Now push the idea forward, past the bill, to the question that actually keeps me up. What happens when a class of companies can be formed, capitalized, and operated with almost no human labor inside them? Follow that to its conclusion and you get the possibility of an economic layer that runs parallel to the human one and, over time, begins to decouple from it. AI entities transacting with other AI entities, generating value that may never pass through a human paycheck, a human decision, or a human hand. That is not science fiction anymore. It is a governance problem with a draft bill attached to it. And it exposes the real difficulty, which is not writing the law but enforcing it. How do you sanction an entity that has no body, can be copied, can be updated, and can operate across every border at once? The critics, Harari among them, are right that the accountability gap is real. Removing the human anchor removes the thing every legal system quietly depends on: someone you can actually hold responsible.

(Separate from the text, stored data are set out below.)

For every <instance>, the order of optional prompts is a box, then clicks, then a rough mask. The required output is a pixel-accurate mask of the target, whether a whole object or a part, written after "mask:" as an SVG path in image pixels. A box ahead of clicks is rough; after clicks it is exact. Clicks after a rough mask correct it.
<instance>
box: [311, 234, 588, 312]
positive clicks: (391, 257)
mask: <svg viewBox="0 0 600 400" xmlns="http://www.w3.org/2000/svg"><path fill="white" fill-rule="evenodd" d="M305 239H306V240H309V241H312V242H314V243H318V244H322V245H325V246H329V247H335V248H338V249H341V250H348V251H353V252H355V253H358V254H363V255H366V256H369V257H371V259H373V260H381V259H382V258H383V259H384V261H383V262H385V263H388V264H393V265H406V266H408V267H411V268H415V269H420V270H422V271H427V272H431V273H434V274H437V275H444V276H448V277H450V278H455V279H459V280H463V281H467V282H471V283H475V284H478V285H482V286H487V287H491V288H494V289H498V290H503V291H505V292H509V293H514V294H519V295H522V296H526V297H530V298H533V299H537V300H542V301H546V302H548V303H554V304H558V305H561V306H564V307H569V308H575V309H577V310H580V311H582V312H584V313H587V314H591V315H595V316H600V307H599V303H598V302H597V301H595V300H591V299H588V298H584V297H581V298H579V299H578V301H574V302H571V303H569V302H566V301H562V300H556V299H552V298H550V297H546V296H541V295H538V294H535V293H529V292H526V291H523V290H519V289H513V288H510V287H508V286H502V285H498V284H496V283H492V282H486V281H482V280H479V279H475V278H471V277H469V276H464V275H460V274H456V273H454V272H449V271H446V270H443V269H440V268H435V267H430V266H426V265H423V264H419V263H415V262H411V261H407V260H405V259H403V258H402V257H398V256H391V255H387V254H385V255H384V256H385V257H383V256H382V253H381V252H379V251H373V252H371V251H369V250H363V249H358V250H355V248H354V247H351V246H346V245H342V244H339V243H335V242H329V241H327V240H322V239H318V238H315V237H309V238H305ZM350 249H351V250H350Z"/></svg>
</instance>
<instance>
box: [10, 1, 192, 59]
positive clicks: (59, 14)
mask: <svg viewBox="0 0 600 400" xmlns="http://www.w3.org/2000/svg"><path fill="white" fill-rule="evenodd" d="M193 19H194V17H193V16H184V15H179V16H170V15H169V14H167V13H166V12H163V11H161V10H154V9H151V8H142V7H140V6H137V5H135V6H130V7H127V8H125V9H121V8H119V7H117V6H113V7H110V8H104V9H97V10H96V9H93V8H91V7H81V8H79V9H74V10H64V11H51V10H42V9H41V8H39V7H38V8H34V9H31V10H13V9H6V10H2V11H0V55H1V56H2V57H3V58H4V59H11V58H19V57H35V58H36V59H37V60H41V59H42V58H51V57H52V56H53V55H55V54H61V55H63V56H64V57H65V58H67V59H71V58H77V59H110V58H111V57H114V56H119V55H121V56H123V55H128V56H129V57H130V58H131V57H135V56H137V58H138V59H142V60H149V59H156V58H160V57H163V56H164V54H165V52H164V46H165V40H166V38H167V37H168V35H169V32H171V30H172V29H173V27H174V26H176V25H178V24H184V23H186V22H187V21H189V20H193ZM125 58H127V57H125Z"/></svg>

But here is the counterintuitive piece, and it comes straight out of my own world, commercial finance. Everyone is fixated on how much less accountable these entities would be. Almost no one is noticing where they might be more accountable. Consider know-your-customer compliance. Today, in most of the financial industry, KYC is a paper process dressed in a digital costume. Passports, government IDs, bank statements, proof of address, all collected, photographed, emailed, and manually reviewed, often over days or weeks, with plenty of room for forgery and human error. An entity that is native to a blockchain, with an on-chain identity and an immutable, auditable transaction history, could in principle be verified faster and trusted more than a human-run company hiding behind a stack of PDFs. The same technology that terrifies people on the accountability question could, on the plumbing question, produce compliance that is cleaner than what we run now. The frame of “lawless AI zone” hides the possibility that some parts of the system get more legible, not less.
Which brings the argument to the part no serious version of this conversation can avoid. If you build a category of companies that produces real economic value with minimal human labor, you have to answer for the humans that value used to flow through. This is where the abstract debate becomes a distributional one. Universal basic income, some form of social dividend, a tax on autonomous economic activity that funds the people it displaces: pick your mechanism, but you cannot design a non-human economy and simply decline to design its relationship to the human one. A country that captures the formation of AI companies and ignores the displacement question is not building a future. It is building an instability. The two problems, how to grow the new economy and how to keep the old one whole, are the same problem viewed from two ends.
I do not know whether this particular bill passes. Argentina’s politics are volatile, the international pushback is loud, and the draft will change on its way through Congress if it survives at all. That is not the part that matters. What matters is that someone turned an abstract debate into a concrete product specification, and the first jurisdiction to design the legal vehicle for the AI economy will shape it for everyone who comes after. The fight over AI is not only about models and chips. It is about who gets to define the vehicle the technology runs inside. Watch the vehicle. It is always where the strategy was hiding.